Depending on severity the following treatment approaches may be beneficial:

  • Gastric lavage via administration of one gallon of mineral oil via nasogastric tube, repeated after two hours, to decrease drug absorption.
  • Utilization of IV fluid therapy in cases of hypovolemia, especially with concurrent azotemia.
  • Transfusion of plasma or synthetic colloids to increase plasma oncotic pressure (the benefits of synthetic colloids are coming under debate, plasma is preferable).
  • Feeding of a psyllium mucilloid (1-2oz twice a day) to help promote colonic healing by increasing concentration of short-chain fatty acids.
  • Safflower oil – 1 cup added to feed daily.
  • Minimize stress.

In some cases, surgery may be required to reduce scarring that has partially obstructed the intestine.
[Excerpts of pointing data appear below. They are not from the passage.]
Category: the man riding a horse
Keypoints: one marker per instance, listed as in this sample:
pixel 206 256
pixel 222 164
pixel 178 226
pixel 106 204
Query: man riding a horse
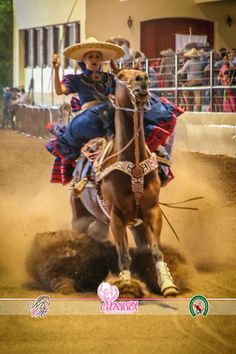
pixel 128 180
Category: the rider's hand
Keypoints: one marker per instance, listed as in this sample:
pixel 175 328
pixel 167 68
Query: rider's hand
pixel 56 61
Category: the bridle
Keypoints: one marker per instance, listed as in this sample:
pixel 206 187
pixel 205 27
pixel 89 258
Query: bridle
pixel 136 170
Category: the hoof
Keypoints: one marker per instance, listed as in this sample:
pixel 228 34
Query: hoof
pixel 129 289
pixel 63 285
pixel 170 292
pixel 165 280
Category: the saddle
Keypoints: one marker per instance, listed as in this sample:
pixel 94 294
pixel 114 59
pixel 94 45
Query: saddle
pixel 84 174
pixel 87 172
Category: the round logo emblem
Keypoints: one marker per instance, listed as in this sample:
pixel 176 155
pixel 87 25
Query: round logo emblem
pixel 198 305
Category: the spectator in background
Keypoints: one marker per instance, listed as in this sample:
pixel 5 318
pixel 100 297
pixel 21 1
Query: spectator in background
pixel 5 106
pixel 167 67
pixel 194 68
pixel 15 99
pixel 229 101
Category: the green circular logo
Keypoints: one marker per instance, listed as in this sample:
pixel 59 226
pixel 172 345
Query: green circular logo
pixel 198 305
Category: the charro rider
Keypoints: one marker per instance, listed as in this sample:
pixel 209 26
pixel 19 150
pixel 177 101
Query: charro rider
pixel 96 119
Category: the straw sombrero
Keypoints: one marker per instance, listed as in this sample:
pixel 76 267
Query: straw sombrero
pixel 192 53
pixel 109 50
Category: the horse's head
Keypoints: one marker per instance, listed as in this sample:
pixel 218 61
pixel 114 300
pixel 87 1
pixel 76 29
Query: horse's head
pixel 137 82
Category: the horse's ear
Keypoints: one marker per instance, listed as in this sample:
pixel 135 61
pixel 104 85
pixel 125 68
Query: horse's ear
pixel 114 67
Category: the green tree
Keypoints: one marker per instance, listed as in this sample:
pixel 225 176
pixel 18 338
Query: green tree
pixel 6 42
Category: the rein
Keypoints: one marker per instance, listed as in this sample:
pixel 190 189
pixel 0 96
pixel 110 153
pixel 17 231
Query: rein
pixel 138 170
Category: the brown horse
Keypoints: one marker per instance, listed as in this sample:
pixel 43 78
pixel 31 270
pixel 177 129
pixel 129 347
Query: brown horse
pixel 130 183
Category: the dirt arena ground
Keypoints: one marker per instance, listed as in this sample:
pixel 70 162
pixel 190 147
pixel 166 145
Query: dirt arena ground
pixel 30 204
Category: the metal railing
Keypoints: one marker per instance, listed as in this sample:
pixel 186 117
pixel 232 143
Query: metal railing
pixel 209 92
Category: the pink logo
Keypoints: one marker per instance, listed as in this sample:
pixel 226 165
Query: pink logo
pixel 108 294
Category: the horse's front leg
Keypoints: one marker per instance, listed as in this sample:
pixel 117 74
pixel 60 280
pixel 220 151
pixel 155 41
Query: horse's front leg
pixel 118 229
pixel 153 222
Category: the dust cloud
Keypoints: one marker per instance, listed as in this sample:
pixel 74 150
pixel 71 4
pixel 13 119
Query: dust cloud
pixel 30 204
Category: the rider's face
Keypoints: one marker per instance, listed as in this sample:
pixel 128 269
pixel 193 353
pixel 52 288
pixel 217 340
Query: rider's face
pixel 93 60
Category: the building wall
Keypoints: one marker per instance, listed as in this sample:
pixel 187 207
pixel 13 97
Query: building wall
pixel 39 13
pixel 108 18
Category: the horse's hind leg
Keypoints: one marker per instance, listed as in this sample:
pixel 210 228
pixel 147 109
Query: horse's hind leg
pixel 118 229
pixel 81 218
pixel 139 234
pixel 153 222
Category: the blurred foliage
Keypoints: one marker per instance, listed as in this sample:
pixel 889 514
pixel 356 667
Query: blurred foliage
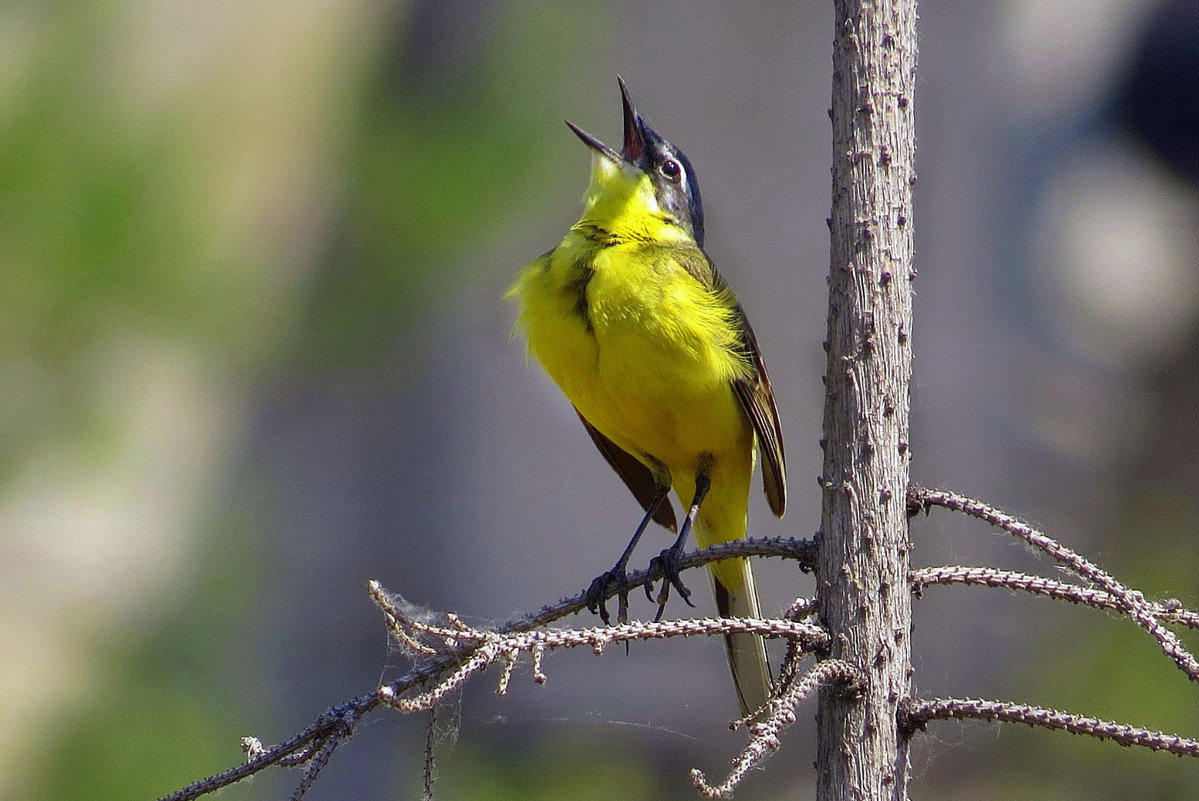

While proton pump inhibitors are often administered to treat gastric ulceration, these are not recommended for RDC as they may have negative side effects for the hindgut. Pharmaceutical therapies to treat colitis resulting from NSAID use should be tailored to the individual horse’s illness and tolerance.

These may include:

  • Synthetic analog of PGE2 (Misoprostol) – demonstrated to reduce phenylbutazone-induced ulceration in horses and may promote repair of intestinal mucosa. However, the drug is expensive and side effects include colic.
  • Sucralfate – forms a sticky viscous gel, which adheres firmly to the base of ulcers creating an acid resistant layer to protect against acid and pepsin. Found to reduce intestinal discomfort and disturbances in other species and with few side effects.
  • Metronidazole and Sulfasalazine – anti-inflammatory effect in the intestinal tract shown in other species. Could also be of benefit in RDC due to limiting adherence of neutrophils to vascular endothelium, a process associated with the pathogenesis of mucosal injury.
  • Linoleic acid – may help to modulate pro-inflammatory eicosanoids, and may increase the synthesis of prostaglandin E2 to promote repair.

Dietary Management for Horses with Right Dorsal Colitis

Careful dietary management focused on reducing bulk in the diet is critical to recovery from NSAID toxicosis affecting the colon. The aim is to reduce physiologic and mechanical load on the colon in order to allow it to rest and heal.

Dietary management should:

  • Provide a low-bulk diet in the form of an alfalfa-based pelleted concentrate.
  • Restrict or eliminate roughage.
  • Be fed in many (4-6 at least) small meals throughout the day.

A complete pelleted diet should contain both concentrate and adequate but low roughage. For horses that won’t eat a complete pelleted feed or are inclined to crib bite, allow small amounts of fresh grass frequently throughout the day. Corn oil may be added to increase fat and aid in healing of damaged mucosa by promoting synthesis of PGE2.

The optimal duration for forage restriction is unclear, but should be based on the weeks to months the colon can take to fully recover.

Horses recovering from RDC should undergo dietary changes gradually to reduce risk of additional gut damage and colic.

References & Further Reading

  • Andrews, F.M. (2006) Gastric and Colonic Ulcers. A Pain in the Gut! Web Presentation. University of Tennessee, College of Veterinary Medicine
  • Cohen, T. (2002) In. NSAID Toxicosis. 415-417. In. Manual of Equine Gastroenterology. Eds Mair, T.S., Divers, T., Ducharme, N. WB Saunders, Edinburgh, UK
  • Collins, L.G., Tyler, D.E. (1985) Experimentally induced phenylbutazone toxicosis in ponies: description of the syndrome and its prevention with synthetic prostaglandin E2. Am J Vet Res. 46(8): 1605-15
  • Galvin, N., Dillon, H., McGovern, F. (2002) Right dorsal colitis in the horse: minireview and reports on three cases in Ireland. Ir Vet J. 57(8): 467–473
  • Smith, B.P. (2015) Large Animal Internal Medicine. 5th ed. Elsevier Inc. St. Louis, MO.